According to the above facts of recognition, the above withdrawal was also treated as the revenue of the non-party company as the transactional account of the non-party company. Thus, it is illegal for the defendant to regard it as the deposit withdrawal of the non-party deceased and include it in the additional amount of Article 7-2 of the Act.

(B)Second, in full view of the statement and the purport of the argument in Eul evidence No. 4 (7 pages thereof), the defendant included 309,937,701 won of the non-party deceased's withdrawal of the term deposit at the Bank of Korea on March 15, 1990 in the deposit withdrawal amount. However, the amount of 300 million won out of the term deposit withdrawal amount is deposited by offsetting the company's loans to the non-party company's above bank operated by the non-party deceased on the same day, and the non-party deceased withdrawn only 9,937,701 won, and there is no counter-proof. According to the above facts, it is clear that 30 million won out of the amount of the term deposit withdrawal amount is included in the deposit withdrawal amount in this case. Thus, it is unlawful that the defendant included it in the deposit withdrawal amount.

(C) Third, the non-party deceased asserted that on June 30, 1989, he paid 100 million won to the non-party Hong○ on the deposit withdrawal amount of this case to the non-party Hong○ on November 30, 1989, 30 million won to the non-party Kim○ on December 8, 199, 150 million won, 7.5 billion won to the non-party ○○ on March 15, 1990, 1990. However, the non-party 6 through 8, 10-1 of evidence Nos. 6 through 8, 10-1 of evidence Nos. 15-1, 15-2, 19-1 through 4 of evidence Nos. 19-1, and 00 of testimony amount to the non-party ○○ on the non-party ○ on the part of the non-party ○ on the deposit withdrawal amount of this case, and the following facts are not recognized otherwise.

(D) Although it is alleged that the amount stated in the separate sheet No. 4. Deposit No. 13 to ○○○○○○○○○○○○○○○○ was used as indicated in the same slip, the testimony of the witness Kim○○○○ is difficult to believe, and there is no other evidence to acknowledge this.
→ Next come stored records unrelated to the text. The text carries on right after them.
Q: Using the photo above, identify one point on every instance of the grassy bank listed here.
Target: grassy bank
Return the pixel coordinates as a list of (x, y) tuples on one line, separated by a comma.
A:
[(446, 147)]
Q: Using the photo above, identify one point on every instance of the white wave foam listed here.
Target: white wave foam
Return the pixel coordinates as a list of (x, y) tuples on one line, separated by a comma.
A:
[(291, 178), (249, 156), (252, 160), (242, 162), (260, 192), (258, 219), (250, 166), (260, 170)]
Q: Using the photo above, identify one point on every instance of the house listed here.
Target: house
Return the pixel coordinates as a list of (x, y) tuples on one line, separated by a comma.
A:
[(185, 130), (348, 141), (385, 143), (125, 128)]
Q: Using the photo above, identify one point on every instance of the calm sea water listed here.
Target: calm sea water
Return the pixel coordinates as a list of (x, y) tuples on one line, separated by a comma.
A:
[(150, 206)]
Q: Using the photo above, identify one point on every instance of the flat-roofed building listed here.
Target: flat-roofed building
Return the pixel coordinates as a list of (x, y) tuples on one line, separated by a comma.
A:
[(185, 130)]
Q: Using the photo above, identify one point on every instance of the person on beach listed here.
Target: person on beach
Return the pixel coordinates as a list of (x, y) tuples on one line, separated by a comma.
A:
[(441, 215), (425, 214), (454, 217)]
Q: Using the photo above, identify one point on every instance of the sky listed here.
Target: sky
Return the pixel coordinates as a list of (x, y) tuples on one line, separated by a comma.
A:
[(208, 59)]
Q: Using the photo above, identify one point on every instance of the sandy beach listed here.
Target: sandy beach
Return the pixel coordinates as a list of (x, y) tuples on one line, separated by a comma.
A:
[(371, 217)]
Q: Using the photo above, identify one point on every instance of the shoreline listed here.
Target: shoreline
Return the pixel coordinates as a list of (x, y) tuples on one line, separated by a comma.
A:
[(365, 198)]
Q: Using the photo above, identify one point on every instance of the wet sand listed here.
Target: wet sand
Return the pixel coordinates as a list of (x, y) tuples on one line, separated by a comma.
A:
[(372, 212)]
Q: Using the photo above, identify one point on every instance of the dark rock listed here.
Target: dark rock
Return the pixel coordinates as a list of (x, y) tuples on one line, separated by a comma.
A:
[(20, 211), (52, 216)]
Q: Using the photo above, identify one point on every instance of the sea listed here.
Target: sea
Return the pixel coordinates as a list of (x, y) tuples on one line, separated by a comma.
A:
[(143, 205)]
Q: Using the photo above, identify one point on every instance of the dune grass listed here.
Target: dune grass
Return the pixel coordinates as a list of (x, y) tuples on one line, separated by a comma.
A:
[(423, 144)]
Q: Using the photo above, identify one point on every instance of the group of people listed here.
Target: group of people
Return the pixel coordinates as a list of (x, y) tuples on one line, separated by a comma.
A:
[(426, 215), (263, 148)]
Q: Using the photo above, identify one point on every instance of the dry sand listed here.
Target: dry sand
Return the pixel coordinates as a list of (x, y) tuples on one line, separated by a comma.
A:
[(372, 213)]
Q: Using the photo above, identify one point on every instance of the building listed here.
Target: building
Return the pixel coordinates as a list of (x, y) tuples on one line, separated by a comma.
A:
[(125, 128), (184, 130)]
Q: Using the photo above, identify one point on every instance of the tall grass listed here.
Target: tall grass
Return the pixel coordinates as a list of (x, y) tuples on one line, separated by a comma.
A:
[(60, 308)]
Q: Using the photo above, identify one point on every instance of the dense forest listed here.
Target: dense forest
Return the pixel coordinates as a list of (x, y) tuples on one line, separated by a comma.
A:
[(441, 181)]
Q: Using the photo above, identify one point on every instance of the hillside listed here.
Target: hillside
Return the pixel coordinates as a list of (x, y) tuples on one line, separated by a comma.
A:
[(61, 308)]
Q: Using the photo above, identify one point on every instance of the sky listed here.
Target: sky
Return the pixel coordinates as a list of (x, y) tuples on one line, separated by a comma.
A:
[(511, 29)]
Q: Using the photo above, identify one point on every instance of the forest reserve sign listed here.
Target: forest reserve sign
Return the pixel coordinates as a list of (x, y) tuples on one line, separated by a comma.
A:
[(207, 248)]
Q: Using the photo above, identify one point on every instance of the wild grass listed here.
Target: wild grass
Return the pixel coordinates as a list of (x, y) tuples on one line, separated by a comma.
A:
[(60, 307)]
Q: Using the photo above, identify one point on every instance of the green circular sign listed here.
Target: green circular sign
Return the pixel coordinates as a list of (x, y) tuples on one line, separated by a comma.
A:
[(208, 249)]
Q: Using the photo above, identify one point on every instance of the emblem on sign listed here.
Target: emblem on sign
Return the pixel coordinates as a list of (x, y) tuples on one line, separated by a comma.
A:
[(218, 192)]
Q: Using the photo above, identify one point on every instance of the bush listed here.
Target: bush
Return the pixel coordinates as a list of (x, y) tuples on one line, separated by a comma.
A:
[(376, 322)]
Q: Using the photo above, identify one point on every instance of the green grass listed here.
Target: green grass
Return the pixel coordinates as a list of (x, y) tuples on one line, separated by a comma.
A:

Rather, the plaintiffs' assertion that the non-party who established the account at several banks, etc. was able to keep the cash for a considerable period from the date of withdrawal to the date of its re-deposit or use, as well as evidence No. 13-1 to 16, No. 15-1,2, No. 16, No. 17-1 to 17, No. 17-2, No. 17, and No. 99, No. 17, No. 98, Dec. 1, 19, 207, which was objectively found to be non-party 1 and the testimony of the plaintiff Byung○○○○○○○○ Hospital's pre-sale.

"Therefore, in the disposition of this case, the defendant included 19,073,446 won in the taxable value of the inherited property on attached 3. The sale price of this case, which is clear in its use, 916,406,562 won in the sale price of this case, and 50,605,230 won in the amount of the withdrawal from the non-party company ○○ Bank ○○○○ Dong, which is revealed to be the old account of the non-party company, and 300,000,000 won in the amount of the deposit withdrawal of this case which is found to be offset and appropriated for the repayment of the non-party company's debt, and 1,267,011,792 won in the aggregate of the amount of the non-party company's debt 4.2 of attached Form 4.2 of the Act, it is unlawful to include each of them as stated in attached Form 5.5. When calculating the legitimate inheritance tax and defense tax amount for each of the plaintiffs's inheritance shares, it is clear."

"If so, the defendant's disposition of this case is legitimate only for the portion indicated in the "political party tax amount" column in the attached Table 1. The defendant's disposition of this case shall be revoked as unlawful. Thus, the plaintiffs' claim of this case shall be accepted within the above recognition scope as reasonable, and the remainder shall be dismissed as it is without merit. It is so decided as per Disposition.